Louis shrugged inside his suit. “The sky is full of planets. There’s only one Ringworld. Outsiders are curious.”

The solar plume was still rising. “Observe and criticize,” the knobby man said to the Hindmost. Fingers like strings of walnuts danced over the wall.

The puppeteer watched. He said, “Good.”

It all seemed very leisurely. The plume would take hours to form. The superthermal laser effect would be propagating for minutes before it left the plume. The targets looked to be hours away at lightspeed.

Louis had already discarded the notion of a last minute rescue.

Louis Wu owed nothing at all to the United Nations or the ARM. He wasn’t obliged to protect kzinti ships either. Disarmed and injured, he was no match for a protector of any species. He knew he’d be lucky to keep his life, now that he was back in this dance of powers.

His contract didn’t bind him to rescue the knobby man’s prey. And they had come as invaders.

“I pointed out a monitor station, too. One of mine,” the Hindmost was saying. “The Conservatives will never miss it.”

“Right. Knobby man, I’m tempted to call you ‘Dracula.’ Dracula was the archetype of story vampires.”

“Follow your whim.”

“No. Trite. You’re a protector, a prime mover among vampires. Let’s call you ‘Bram.’ Can you tell me what you want of me?”

“I want what is best for my species. Vampires face three threats, and each threatens all beneath the Arch including yourselves.”

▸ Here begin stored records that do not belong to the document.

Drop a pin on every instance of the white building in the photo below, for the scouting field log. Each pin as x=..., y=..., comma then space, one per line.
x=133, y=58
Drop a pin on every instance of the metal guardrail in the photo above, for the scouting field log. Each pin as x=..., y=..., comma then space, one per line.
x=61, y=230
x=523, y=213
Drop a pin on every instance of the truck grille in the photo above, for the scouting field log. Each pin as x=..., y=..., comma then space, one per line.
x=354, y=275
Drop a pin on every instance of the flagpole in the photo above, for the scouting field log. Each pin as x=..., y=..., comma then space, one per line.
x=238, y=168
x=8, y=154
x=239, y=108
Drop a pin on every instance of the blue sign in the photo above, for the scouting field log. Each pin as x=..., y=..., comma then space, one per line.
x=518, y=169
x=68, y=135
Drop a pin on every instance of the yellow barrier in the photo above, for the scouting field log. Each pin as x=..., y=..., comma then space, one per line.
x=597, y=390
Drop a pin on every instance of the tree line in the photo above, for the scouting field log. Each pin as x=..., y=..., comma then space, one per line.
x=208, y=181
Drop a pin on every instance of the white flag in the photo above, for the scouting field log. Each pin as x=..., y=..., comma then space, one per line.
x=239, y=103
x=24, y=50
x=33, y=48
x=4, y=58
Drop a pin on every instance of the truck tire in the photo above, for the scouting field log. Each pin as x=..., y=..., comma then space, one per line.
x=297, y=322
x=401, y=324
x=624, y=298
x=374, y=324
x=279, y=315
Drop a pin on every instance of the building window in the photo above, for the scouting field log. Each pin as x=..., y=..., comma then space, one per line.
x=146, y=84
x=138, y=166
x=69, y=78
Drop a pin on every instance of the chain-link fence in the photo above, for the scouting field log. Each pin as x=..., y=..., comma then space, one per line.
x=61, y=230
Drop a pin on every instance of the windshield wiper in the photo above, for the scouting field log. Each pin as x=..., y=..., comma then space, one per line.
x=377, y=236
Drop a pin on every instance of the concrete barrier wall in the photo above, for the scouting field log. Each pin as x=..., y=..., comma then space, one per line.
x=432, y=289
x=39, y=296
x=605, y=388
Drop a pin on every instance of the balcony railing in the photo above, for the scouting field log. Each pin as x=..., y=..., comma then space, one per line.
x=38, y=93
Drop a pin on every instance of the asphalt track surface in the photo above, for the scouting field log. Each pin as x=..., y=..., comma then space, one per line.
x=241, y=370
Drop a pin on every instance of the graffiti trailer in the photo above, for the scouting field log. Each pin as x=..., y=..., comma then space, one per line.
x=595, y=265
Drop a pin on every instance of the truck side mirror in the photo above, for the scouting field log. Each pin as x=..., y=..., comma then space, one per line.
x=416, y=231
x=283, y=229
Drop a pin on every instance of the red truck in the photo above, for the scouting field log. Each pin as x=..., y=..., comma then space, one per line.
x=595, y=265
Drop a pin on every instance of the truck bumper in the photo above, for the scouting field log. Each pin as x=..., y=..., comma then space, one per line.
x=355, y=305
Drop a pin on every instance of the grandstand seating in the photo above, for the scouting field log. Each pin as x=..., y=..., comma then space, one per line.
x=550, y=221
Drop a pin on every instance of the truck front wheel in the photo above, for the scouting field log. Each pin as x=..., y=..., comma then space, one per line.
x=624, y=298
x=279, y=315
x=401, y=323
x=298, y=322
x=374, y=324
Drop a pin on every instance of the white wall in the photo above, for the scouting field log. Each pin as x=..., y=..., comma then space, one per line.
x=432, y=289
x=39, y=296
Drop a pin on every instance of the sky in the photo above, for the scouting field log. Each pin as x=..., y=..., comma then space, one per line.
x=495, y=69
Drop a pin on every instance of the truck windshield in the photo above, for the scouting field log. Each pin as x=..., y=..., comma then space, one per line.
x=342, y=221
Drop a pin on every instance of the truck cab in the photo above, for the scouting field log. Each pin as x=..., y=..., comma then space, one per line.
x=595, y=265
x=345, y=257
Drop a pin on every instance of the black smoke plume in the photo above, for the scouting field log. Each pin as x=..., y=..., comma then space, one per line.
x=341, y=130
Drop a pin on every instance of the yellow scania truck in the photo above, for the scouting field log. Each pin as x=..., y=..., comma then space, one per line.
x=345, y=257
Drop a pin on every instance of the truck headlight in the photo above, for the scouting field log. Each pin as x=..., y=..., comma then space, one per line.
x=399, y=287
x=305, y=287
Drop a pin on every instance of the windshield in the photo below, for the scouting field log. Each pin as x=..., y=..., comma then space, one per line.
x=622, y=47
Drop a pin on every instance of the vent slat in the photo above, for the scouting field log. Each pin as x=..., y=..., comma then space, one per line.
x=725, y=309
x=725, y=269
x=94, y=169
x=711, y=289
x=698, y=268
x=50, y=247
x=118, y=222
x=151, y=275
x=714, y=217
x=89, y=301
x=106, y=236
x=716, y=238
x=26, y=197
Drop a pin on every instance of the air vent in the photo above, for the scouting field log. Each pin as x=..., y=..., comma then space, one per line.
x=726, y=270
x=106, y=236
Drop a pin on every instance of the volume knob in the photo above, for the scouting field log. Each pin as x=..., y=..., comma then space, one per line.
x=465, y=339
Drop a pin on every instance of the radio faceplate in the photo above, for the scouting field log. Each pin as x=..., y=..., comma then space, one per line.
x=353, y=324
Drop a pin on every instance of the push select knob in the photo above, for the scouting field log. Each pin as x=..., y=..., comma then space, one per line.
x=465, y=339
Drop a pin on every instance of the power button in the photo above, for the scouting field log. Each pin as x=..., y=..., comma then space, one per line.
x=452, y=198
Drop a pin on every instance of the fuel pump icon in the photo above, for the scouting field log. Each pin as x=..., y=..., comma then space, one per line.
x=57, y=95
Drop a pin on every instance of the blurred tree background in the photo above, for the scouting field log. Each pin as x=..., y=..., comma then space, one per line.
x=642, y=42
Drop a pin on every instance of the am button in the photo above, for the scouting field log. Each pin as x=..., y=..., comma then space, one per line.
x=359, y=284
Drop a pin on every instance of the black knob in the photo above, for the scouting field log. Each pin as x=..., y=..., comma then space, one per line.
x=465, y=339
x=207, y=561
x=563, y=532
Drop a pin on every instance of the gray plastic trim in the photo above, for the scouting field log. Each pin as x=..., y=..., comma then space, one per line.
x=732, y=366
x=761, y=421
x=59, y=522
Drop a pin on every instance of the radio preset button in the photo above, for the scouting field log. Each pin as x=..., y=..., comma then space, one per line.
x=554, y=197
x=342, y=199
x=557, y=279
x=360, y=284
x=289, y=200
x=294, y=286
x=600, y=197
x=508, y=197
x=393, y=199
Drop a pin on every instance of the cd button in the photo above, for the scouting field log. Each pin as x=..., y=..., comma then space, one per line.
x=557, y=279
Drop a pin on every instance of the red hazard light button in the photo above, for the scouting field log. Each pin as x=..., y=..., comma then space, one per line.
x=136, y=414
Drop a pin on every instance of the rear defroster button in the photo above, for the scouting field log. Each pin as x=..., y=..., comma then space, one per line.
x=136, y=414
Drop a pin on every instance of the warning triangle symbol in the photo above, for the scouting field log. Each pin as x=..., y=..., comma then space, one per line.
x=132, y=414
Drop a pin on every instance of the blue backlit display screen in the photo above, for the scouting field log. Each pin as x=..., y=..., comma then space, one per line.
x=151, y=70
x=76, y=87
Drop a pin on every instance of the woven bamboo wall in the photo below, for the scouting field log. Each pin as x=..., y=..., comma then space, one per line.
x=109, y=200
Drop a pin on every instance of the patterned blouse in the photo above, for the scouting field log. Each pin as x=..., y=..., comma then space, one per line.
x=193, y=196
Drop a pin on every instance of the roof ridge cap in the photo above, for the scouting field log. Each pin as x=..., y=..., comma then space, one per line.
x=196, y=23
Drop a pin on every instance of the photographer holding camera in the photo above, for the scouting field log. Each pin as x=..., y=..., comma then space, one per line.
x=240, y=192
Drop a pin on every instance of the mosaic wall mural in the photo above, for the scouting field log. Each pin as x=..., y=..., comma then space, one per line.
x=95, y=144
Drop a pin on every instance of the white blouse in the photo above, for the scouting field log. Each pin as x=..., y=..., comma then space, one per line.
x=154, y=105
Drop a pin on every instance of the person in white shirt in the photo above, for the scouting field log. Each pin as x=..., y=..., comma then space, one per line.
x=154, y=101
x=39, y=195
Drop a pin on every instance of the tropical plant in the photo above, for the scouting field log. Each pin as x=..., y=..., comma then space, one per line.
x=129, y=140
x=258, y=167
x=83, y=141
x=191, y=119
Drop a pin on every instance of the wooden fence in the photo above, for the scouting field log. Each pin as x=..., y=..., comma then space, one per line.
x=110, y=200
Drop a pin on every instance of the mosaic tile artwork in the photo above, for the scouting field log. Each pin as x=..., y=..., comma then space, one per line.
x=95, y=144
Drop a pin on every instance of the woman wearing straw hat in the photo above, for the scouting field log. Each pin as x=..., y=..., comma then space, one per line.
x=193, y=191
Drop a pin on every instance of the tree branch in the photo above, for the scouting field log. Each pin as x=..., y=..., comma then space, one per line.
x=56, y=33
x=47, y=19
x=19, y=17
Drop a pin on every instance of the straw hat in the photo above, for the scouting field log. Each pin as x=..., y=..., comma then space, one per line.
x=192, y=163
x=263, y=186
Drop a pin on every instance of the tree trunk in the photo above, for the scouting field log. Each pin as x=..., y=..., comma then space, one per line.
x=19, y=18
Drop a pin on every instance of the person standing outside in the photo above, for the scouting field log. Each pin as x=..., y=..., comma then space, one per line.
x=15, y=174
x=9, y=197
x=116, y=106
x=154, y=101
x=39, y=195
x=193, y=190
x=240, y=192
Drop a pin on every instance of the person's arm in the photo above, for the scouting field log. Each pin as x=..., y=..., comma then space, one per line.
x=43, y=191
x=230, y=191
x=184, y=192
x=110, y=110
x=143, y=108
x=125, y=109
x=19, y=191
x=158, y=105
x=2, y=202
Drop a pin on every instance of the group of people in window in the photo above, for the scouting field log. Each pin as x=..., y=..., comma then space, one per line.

The knobby man watched Louis’s face as he spoke. “First, if vampires become numerous, we deplete our prey. Intelligent hominids might even find a way to exterminate us. I don’t want any species of vampire getting too much attention. You don’t want us spreading.”

“The vampire slayers, were they yours? No, that’s crazy. They’re your own species.”

“No, Louis, they’re not. There must be a hundred separate species of vampire on the Ringworld.”

“Ah. Where do yours live?”

Bram ignored that. “Louis, I did not shape the Shadow Nest Alliance. Their solution was elegant, wasn’t it?”

“Yeah.”

“Second, these invaders from space threaten the Ringworld structure itself.”

Louis nodded. “An interstellar warship can always use a meteoroid impact for a weapon. Watch for falling comets.”

“The third threat is protectors, for the duels they fight.”

Louis asked, “Just how many protectors have we got already?”

“Three or more involved in repairing the rim wall installations. Each would seem to have its task, but all will bear watching.”

“What species, can you tell?”

“It’s an important question, isn’t it? Those who rule would be vampires. Any others would be servants drafted from local species. Louis, one can argue—”

“How the tanj did the Ringworld come to be infested with vampire protectors?”

“That is an intricate tale, but why should I tell it?”

Louis had carefully not bound himself or the Hindmost to reveal secrets. How could he urge Bram to reveal his? He said, “It’s your call. First decide what you want. Decide if we can give it to you. Then decide how much we need to know to do it right.”

The knobby man’s hand danced over the wall. He said, “You keep secrets. Why should I tell mine? You are bound to obey regardless.”

Try this - “You’ve been shooting down ships. Stet, but suppose you miss one? You’ve no way to judge what they’ll do next. We three, I and Acolyte and the Hindmost, are the only aliens at hand. You expect to watch us and extrapolate what invaders would do. But we don’t react if we don’t know anything.”